Robert's Data Science Blog

Docker Images for R

I use Docker for various purposes, two of which is working with R and Shiny. In this post I will go through the Docker images I use for R. I will share more details on the usage in a later post. The starting point are images from the Rocker Project that provide a lot of R-related Docker images.

Docker images are layered and in the context of R images I apply this in the following manner:

The rest of my images built on r-base and r-devtools.

The Dockerfiles are hosted on my GitHub profile.

The base R image

I care deeply about reproducibility. One downside of R that you can experience in the daily use is if you return to a an old project on a new computer. Simply installing the latest version of R and the necessary packages will quite likely result in different versions of R and the packages. If you are lucky your code will still run and return the same results. Otherwise, you have to update your code or try to find and install the required packages in the version you had when you wrote the code.

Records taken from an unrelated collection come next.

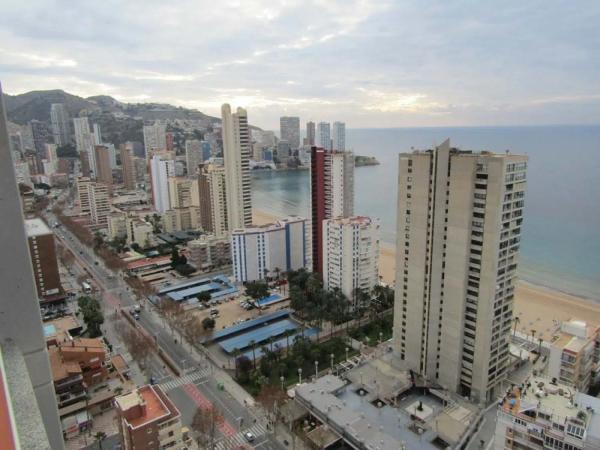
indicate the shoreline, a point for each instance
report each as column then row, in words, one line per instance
column 536, row 305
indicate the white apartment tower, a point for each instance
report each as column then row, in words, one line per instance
column 236, row 154
column 458, row 231
column 155, row 138
column 351, row 254
column 324, row 135
column 289, row 129
column 258, row 251
column 339, row 136
column 160, row 171
column 60, row 124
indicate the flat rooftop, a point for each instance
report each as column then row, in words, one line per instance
column 379, row 413
column 36, row 227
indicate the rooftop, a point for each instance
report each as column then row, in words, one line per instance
column 36, row 227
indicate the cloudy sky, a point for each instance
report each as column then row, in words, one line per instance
column 371, row 64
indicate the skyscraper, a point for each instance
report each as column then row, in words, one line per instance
column 339, row 136
column 60, row 124
column 458, row 231
column 128, row 167
column 20, row 322
column 155, row 138
column 289, row 129
column 332, row 194
column 213, row 199
column 236, row 153
column 324, row 135
column 103, row 165
column 160, row 171
column 351, row 255
column 310, row 133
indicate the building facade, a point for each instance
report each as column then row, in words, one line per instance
column 351, row 255
column 236, row 154
column 42, row 250
column 258, row 251
column 332, row 194
column 160, row 171
column 459, row 226
column 289, row 130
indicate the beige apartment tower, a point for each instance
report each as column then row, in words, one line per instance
column 458, row 236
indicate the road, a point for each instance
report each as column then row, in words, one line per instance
column 198, row 386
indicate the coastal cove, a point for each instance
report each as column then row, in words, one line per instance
column 561, row 235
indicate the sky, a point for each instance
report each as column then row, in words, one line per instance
column 370, row 64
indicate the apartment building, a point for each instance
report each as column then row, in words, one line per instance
column 149, row 420
column 458, row 236
column 351, row 255
column 573, row 354
column 43, row 257
column 332, row 194
column 544, row 414
column 257, row 251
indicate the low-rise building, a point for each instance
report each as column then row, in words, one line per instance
column 573, row 354
column 149, row 420
column 544, row 414
column 258, row 251
column 209, row 252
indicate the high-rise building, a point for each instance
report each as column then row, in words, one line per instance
column 40, row 135
column 194, row 155
column 236, row 153
column 84, row 141
column 257, row 251
column 160, row 171
column 324, row 135
column 43, row 256
column 93, row 199
column 212, row 193
column 25, row 369
column 339, row 136
column 289, row 130
column 332, row 194
column 128, row 167
column 310, row 133
column 155, row 138
column 60, row 124
column 459, row 226
column 149, row 419
column 351, row 255
column 103, row 165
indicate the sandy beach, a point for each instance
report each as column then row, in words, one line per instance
column 538, row 307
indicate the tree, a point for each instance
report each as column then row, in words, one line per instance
column 257, row 290
column 204, row 297
column 205, row 423
column 100, row 436
column 92, row 315
column 208, row 323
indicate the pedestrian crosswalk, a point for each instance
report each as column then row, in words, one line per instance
column 239, row 440
column 189, row 378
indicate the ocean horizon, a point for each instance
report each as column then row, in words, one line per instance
column 561, row 233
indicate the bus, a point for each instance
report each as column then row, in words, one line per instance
column 86, row 287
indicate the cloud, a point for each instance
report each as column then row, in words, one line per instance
column 368, row 63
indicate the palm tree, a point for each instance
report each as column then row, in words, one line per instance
column 517, row 320
column 100, row 436
column 253, row 345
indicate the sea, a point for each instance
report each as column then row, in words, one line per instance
column 561, row 234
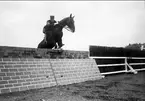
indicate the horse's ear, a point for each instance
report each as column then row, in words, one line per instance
column 70, row 15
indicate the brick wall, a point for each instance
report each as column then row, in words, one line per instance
column 19, row 74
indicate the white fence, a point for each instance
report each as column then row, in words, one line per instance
column 125, row 64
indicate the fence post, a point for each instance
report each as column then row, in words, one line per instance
column 125, row 64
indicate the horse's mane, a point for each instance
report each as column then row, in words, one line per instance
column 64, row 19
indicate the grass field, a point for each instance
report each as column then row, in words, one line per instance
column 116, row 87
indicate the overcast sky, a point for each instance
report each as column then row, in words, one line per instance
column 103, row 23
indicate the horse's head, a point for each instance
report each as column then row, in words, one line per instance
column 70, row 23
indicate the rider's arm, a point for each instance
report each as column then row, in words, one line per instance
column 44, row 30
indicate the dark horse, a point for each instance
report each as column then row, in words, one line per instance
column 55, row 40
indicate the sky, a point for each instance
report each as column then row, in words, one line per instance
column 100, row 23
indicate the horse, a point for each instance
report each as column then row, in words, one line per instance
column 55, row 39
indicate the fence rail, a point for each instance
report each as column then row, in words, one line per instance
column 127, row 66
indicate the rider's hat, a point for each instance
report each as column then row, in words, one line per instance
column 51, row 16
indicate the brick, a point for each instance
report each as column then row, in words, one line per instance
column 26, row 83
column 41, row 72
column 31, row 59
column 18, row 84
column 15, row 59
column 31, row 86
column 2, row 74
column 8, row 66
column 24, row 66
column 3, row 82
column 13, row 70
column 12, row 81
column 32, row 66
column 33, row 76
column 37, row 69
column 10, row 74
column 9, row 85
column 23, row 59
column 2, row 86
column 17, row 66
column 19, row 73
column 15, row 77
column 24, row 88
column 24, row 76
column 1, row 59
column 27, row 73
column 34, row 72
column 6, row 78
column 14, row 89
column 1, row 66
column 30, row 69
column 4, row 70
column 39, row 86
column 6, row 59
column 20, row 81
column 28, row 80
column 5, row 90
column 22, row 69
column 37, row 79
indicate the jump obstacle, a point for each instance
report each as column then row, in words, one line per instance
column 29, row 68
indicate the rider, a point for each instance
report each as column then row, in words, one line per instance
column 48, row 28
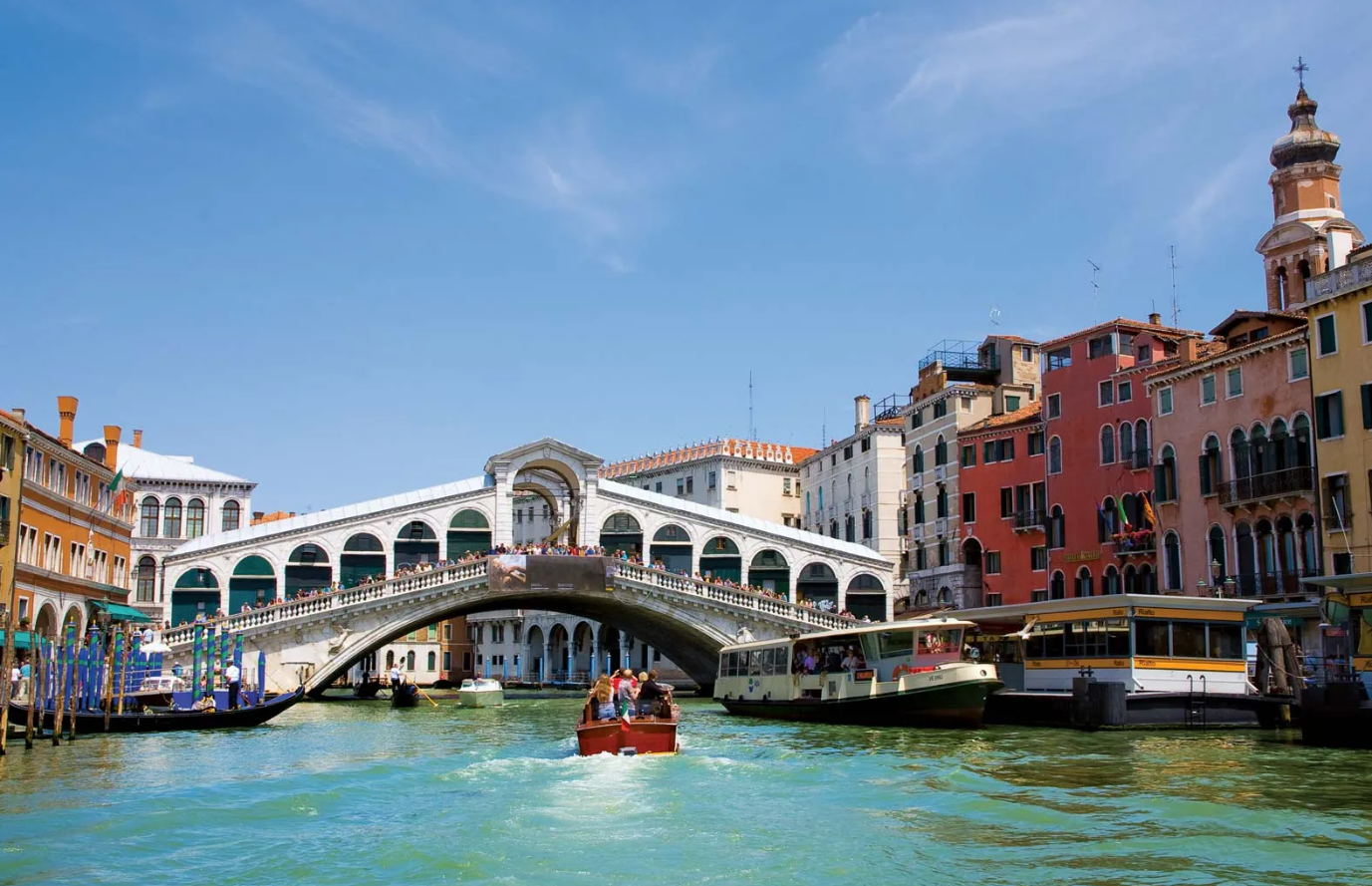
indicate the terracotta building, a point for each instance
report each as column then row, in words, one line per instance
column 72, row 546
column 1099, row 459
column 1235, row 473
column 1001, row 469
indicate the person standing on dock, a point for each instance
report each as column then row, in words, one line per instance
column 235, row 679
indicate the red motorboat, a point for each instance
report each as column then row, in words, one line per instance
column 641, row 736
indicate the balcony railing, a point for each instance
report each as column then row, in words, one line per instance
column 1265, row 485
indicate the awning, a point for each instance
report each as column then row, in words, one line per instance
column 21, row 639
column 119, row 612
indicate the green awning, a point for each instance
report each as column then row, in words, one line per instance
column 119, row 612
column 21, row 639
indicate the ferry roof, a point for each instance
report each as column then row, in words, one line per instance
column 943, row 622
column 1022, row 612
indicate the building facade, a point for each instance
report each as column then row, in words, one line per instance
column 1096, row 420
column 73, row 535
column 741, row 476
column 1234, row 481
column 1001, row 481
column 177, row 500
column 863, row 476
column 960, row 383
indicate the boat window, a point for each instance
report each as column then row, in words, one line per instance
column 1150, row 638
column 940, row 642
column 1189, row 639
column 1227, row 641
column 895, row 644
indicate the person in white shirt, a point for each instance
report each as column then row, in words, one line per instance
column 233, row 678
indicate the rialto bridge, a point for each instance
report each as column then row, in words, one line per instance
column 319, row 637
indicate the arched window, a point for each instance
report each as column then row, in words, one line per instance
column 1056, row 527
column 171, row 518
column 148, row 521
column 147, row 580
column 1219, row 562
column 1165, row 474
column 1172, row 560
column 1081, row 587
column 1239, row 455
column 193, row 518
column 1211, row 466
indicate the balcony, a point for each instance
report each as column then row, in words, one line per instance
column 1274, row 484
column 1140, row 543
column 963, row 361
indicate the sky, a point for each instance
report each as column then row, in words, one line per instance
column 352, row 248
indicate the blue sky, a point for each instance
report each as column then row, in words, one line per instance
column 349, row 248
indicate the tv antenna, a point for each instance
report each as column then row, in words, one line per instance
column 1095, row 285
column 1172, row 262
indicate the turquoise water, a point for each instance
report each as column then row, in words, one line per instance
column 359, row 793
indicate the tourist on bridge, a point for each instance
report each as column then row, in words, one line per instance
column 233, row 675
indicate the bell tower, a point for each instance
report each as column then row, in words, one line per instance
column 1309, row 233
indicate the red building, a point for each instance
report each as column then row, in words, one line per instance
column 1099, row 461
column 1001, row 481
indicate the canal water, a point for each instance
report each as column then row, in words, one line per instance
column 357, row 793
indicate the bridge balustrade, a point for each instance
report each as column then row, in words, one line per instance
column 461, row 572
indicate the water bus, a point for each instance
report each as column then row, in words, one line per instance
column 1178, row 660
column 891, row 674
column 480, row 693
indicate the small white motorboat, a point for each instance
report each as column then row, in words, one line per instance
column 480, row 693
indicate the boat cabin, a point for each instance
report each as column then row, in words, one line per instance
column 839, row 664
column 1150, row 644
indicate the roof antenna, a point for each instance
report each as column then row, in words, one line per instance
column 1095, row 287
column 752, row 430
column 1172, row 254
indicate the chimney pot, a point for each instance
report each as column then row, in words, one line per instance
column 66, row 419
column 112, row 445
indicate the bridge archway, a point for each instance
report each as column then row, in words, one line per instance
column 363, row 558
column 414, row 543
column 622, row 532
column 196, row 591
column 866, row 597
column 308, row 569
column 672, row 547
column 770, row 571
column 253, row 582
column 818, row 584
column 468, row 532
column 719, row 558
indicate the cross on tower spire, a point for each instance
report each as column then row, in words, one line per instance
column 1301, row 68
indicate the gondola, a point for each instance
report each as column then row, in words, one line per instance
column 405, row 696
column 91, row 722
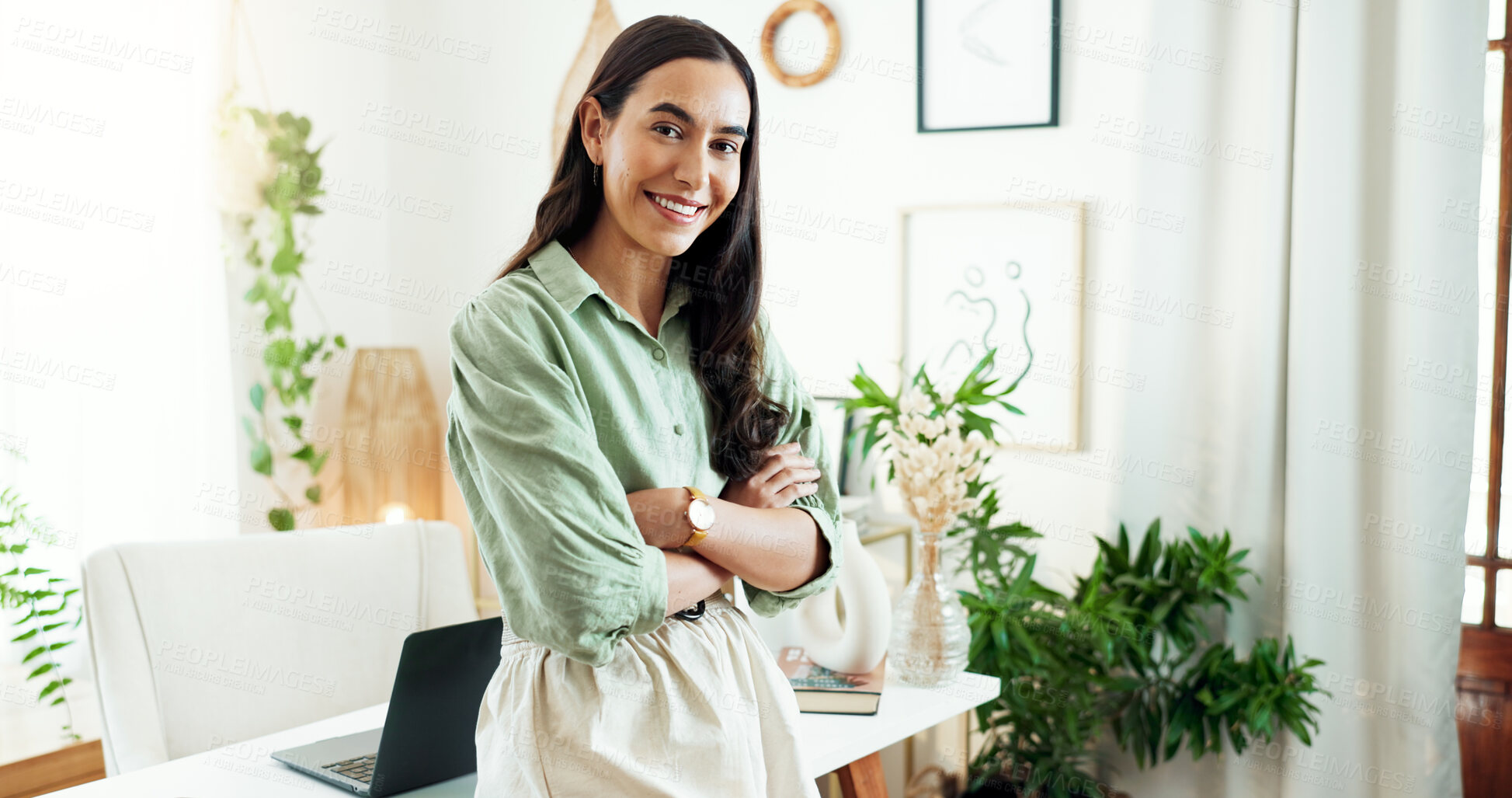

Packages like packrat and checkpoint aim to help you manage the packages you use in a project. However, you still need access to old versions of R. Actively maintained Linux distributions often only have the bleeding edge in the repositories.

An alternative is to compile R yourself – which is what happens in the Version-stable Rocker images.

As noted in the source repository, this does not guarantee very long term reproducibility, as we still need a base image with the dependencies.

Besides the compiled R the Version-stable Rocker images use Microsoft’s daily snapshot of the official CRAN package repository with the date set to be the last day that a particular version of R was the most recent release. This means that any official package installed within such an r-base image (or any image that builds on it) works with that version of R.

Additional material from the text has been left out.